When Tata Group announced its entry into semiconductor manufacturing in 2024, skeptics questioned whether India's largest conglomerate could build a world-class chip design team from scratch. Eighteen months later, Tata Semiconductor employs over 500 engineers across design centers in Bengaluru and Hyderabad, and the skeptics have gone quiet.
The Hiring Strategy
Tata's approach was unconventional. Instead of competing head-to-head with established players like Intel and Qualcomm for experienced engineers (a battle they'd likely lose on compensation), they pursued a three-pronged strategy:
- IIT pipeline partnerships: Direct agreements with IIT Madras, IIT Bombay, and IISc for pre-placement offers to top VLSI students.
- Diaspora hiring: Targeted outreach to Indian semiconductor professionals in the US, offering repatriation packages with competitive salaries adjusted for purchasing power parity.
- Internal reskilling: A 6-month bootcamp converting Tata Consultancy Services software engineers into chip designers.
The Results
By Q1 2026, Tata Semiconductor had 523 engineers on staff, with an average experience level of 7 years. The team completed its first test chip tape-out in December 2025 — a power management IC designed entirely in India. Production is slated for their upcoming Dholera fab.

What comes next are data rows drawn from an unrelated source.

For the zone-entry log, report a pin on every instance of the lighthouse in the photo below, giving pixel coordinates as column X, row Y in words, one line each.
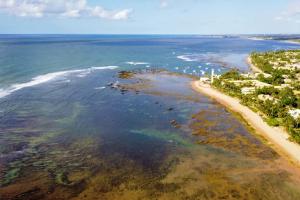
column 212, row 76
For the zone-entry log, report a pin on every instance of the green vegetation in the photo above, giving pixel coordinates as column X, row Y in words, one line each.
column 274, row 93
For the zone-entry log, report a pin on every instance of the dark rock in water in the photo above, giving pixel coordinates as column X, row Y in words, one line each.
column 170, row 109
column 175, row 124
column 126, row 74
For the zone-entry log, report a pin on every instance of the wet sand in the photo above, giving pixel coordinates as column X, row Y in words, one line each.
column 277, row 136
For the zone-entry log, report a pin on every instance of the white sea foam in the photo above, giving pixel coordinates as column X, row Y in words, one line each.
column 187, row 58
column 49, row 77
column 99, row 88
column 137, row 63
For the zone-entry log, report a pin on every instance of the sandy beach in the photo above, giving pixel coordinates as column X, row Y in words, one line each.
column 277, row 136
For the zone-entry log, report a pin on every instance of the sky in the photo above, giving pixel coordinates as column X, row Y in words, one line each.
column 150, row 16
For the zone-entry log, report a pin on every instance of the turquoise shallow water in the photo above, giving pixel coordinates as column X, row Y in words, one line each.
column 74, row 126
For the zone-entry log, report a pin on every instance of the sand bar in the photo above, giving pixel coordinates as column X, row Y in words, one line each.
column 275, row 135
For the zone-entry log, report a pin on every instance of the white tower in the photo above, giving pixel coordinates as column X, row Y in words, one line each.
column 212, row 76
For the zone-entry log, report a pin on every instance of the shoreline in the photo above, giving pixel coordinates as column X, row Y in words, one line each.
column 275, row 135
column 253, row 68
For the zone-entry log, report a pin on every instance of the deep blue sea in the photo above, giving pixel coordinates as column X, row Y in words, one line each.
column 114, row 117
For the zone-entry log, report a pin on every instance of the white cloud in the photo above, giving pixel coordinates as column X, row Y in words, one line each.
column 64, row 8
column 164, row 3
column 291, row 14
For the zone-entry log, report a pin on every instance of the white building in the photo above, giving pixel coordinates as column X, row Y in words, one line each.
column 295, row 113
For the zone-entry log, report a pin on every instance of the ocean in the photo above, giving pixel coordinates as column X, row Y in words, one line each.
column 114, row 117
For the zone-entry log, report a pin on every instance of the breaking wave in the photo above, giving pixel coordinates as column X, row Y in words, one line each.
column 49, row 77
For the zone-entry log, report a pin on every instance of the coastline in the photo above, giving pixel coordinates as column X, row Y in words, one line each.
column 253, row 68
column 275, row 135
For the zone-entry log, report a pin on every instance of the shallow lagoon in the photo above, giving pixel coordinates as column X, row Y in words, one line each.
column 150, row 137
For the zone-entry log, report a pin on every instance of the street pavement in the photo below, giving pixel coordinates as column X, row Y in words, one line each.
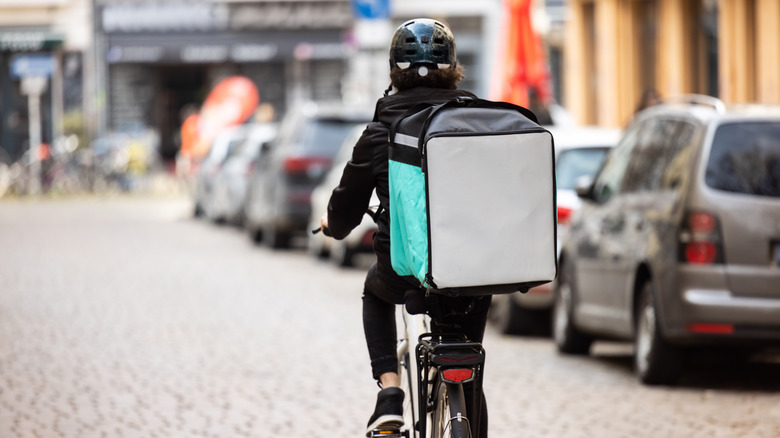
column 126, row 317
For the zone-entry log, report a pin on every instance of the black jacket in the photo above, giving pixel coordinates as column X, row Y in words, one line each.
column 368, row 170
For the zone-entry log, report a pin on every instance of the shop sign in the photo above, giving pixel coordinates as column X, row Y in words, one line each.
column 372, row 9
column 246, row 47
column 235, row 16
column 29, row 41
column 27, row 66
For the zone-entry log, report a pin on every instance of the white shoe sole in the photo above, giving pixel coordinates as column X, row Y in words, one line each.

The talent acquisition cost was roughly $15M — about $29,000 per engineer including recruiting, relocation, and training. For context, hiring experienced semiconductor engineers in Silicon Valley costs $50,000-$80,000 in recruiting fees alone.
Lessons for the Industry
Tata's success suggests that India's semiconductor talent gap is solvable, but it requires creative approaches to hiring and a willingness to invest in training. The companies that will win the talent race in India are not necessarily those offering the highest salaries, but those offering the most compelling mission and the best professional development.